Conscience UK’s Market Analysis and Message Revamp

Everybody thinks that paying for war is a fact of life. We don’t. We are Conscience.

Conscience UK took the step of asking a professional consultant to do a market analysis. They identified a market segment that is particularly susceptible to the COMT message, and also learned that their messaging was flawed: the new generation identifies the term “conscientious objector” as being archaic and not relevant to them.

Conscience UK has responded to this by recharacterizing its campaign from one that supports conscientious objection to military spending into one that promotes nonmilitary security solutions and wants to give citizens the option to fund them instead of the military. It is collecting examples of successful nonviolent conflict prevention/resolution groups and actions, which it hopes to promote in a “Meet the Real Peacekeepers” campaign. It is also developing a strategy game (tentatively titled “Spend & Defend”) which it hopes to use to highlight how using nonviolent conflict prevention/resolution tactics is more effective and less costly than relying on military solutions.

The Norwegian Peace Fund

Another innovative idea comes from Norway. Activists there are forming what they call the Norges Fredsfond (Norwegian Peace Fund) and are soliciting taxpayers to donate to the fund. When they reach a critical mass of contributors the fund will gain tax-exempt status, and so these donations will reduce the contributors’ taxes at their marginal tax rate (typically 28%, according to Fund promotor Øystein Øgaard — which means that, at least from one way of looking at it, an objector can offset his or her war tax by contributing about three times the amount of the tax to the fund).

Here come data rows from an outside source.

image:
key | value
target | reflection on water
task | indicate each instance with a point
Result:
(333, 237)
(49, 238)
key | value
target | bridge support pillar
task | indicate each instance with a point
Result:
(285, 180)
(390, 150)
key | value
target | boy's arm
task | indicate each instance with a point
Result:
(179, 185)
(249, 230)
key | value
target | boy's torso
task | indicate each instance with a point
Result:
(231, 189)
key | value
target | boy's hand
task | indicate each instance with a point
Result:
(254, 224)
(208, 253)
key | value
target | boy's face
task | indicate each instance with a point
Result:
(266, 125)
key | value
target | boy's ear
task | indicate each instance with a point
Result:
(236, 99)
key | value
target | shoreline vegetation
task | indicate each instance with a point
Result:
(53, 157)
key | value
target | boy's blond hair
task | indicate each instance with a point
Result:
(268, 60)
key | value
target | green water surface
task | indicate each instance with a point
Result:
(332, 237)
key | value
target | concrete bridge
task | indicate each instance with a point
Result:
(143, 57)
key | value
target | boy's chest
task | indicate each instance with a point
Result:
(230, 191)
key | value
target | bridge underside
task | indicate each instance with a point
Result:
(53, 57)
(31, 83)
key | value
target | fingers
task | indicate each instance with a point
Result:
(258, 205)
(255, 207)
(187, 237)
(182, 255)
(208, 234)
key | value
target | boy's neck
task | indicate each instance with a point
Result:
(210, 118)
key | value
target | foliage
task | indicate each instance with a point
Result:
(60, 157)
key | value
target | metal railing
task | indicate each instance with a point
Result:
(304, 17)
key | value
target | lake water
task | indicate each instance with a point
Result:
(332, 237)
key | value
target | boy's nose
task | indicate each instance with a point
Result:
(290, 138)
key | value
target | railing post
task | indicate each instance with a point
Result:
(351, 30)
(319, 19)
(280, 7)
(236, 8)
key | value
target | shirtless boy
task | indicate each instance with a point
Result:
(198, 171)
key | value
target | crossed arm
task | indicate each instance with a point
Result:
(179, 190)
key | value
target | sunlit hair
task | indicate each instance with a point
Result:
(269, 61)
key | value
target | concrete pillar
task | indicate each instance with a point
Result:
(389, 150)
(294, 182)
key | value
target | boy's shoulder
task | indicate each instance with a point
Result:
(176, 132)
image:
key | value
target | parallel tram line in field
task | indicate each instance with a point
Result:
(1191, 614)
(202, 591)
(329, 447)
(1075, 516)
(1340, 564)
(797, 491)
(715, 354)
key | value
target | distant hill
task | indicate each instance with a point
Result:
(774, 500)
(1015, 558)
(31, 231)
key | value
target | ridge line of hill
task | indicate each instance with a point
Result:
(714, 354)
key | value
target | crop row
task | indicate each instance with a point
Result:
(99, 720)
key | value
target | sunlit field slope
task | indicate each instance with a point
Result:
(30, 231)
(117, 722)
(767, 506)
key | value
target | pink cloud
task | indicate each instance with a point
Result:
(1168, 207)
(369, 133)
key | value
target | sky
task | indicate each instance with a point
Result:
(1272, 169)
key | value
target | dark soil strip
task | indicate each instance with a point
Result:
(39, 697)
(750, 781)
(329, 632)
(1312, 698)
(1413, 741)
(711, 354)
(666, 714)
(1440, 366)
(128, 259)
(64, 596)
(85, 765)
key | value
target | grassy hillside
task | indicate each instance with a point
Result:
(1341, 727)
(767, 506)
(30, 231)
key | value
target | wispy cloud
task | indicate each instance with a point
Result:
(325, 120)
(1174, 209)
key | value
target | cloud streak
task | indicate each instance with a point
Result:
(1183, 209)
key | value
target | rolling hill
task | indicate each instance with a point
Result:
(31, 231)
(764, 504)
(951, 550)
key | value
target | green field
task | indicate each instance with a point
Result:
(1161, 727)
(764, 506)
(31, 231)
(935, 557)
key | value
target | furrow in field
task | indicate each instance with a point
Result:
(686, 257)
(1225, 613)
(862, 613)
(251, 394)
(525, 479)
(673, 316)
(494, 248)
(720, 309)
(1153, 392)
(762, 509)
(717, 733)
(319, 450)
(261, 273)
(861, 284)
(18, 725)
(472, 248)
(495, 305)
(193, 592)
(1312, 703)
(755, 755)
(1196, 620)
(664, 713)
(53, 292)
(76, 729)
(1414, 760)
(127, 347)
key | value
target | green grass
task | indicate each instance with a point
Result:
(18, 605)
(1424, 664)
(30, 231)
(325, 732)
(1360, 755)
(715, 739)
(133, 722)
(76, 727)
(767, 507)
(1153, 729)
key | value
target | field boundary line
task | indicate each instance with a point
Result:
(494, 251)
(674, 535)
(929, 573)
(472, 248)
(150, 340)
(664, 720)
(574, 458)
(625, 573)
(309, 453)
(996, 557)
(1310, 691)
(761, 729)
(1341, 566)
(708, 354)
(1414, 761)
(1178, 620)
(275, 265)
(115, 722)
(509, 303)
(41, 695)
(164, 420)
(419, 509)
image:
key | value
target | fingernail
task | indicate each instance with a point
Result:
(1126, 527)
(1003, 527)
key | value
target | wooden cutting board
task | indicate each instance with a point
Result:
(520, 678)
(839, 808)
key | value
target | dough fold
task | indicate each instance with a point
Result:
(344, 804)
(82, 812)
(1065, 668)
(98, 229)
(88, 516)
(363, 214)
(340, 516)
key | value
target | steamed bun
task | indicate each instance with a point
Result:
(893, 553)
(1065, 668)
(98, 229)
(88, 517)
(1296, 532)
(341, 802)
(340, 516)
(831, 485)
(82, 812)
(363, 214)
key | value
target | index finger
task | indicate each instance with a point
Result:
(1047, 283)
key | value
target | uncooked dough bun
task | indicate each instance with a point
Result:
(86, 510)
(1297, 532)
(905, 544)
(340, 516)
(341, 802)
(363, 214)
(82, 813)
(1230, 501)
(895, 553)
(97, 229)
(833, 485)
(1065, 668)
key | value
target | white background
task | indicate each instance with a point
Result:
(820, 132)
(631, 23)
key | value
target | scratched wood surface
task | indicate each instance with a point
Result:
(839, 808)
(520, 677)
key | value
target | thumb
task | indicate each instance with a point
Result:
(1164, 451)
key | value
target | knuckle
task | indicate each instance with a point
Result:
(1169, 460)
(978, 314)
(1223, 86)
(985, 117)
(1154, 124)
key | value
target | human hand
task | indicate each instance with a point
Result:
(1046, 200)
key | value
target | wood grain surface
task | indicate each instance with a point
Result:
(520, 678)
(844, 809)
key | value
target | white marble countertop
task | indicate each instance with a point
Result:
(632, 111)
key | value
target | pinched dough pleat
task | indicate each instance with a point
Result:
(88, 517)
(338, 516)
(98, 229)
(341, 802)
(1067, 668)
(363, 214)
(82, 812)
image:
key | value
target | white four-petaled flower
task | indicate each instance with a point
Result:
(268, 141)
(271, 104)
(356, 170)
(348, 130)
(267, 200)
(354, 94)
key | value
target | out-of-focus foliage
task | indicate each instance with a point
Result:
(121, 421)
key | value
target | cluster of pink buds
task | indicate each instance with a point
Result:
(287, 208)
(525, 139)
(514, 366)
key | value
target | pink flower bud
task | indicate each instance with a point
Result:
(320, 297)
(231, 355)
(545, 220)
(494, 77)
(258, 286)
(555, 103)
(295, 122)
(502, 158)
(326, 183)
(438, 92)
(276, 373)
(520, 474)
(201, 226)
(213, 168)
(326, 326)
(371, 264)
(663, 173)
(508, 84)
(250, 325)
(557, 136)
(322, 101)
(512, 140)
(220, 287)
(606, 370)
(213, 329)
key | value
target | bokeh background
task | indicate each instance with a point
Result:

The fund is being designed as though it were a government-run peace tax fund accepting tax dollars that would then fund peace-promoting projects. They hope that by laying the groundwork of creating and running such a fund, they will be better able to convince the government to legalize COMT and absorb the fund as the lawful COMT alternative fund.

Peace Tax Funds

Other than the Norwegian proposal (which is just getting off the ground), there is little new to report on the Peace Tax front. There are many organizations in many countries working for this, and one international group nominally devoted to the same task, but none are making any headway or reporting any big changes in their approaches. Belgium’s campaign is dormant for lack of activist support, and Germany has suspended lobbying activity after their lobbying campaign resulted in negligible results.

Those of you who are following the U.S. version of the legislation can be assured that it will be introduced again this year, without any anticipated changes. The number of cosponsors for the House bill shrunk to eight last year, and four of those have now moved on from the House (the bill was not introduced in the Senate), so this is a challenge. The National Campaign for a Peace Tax Fund has set a goal of 19 cosponsors in the House and a sponsor in the Senate this year.

Tactical Innovation

I gave a presentation on the variety of tactics used by tax resistance campaigns throughout history and around the world to augment their campaigns, and tried to explain how reviewing these tactics and those campaigns might help us craft our campaigns to be more successful. You can find the slides I used in this presentation on-line if you’d like a better idea of what I was talking about.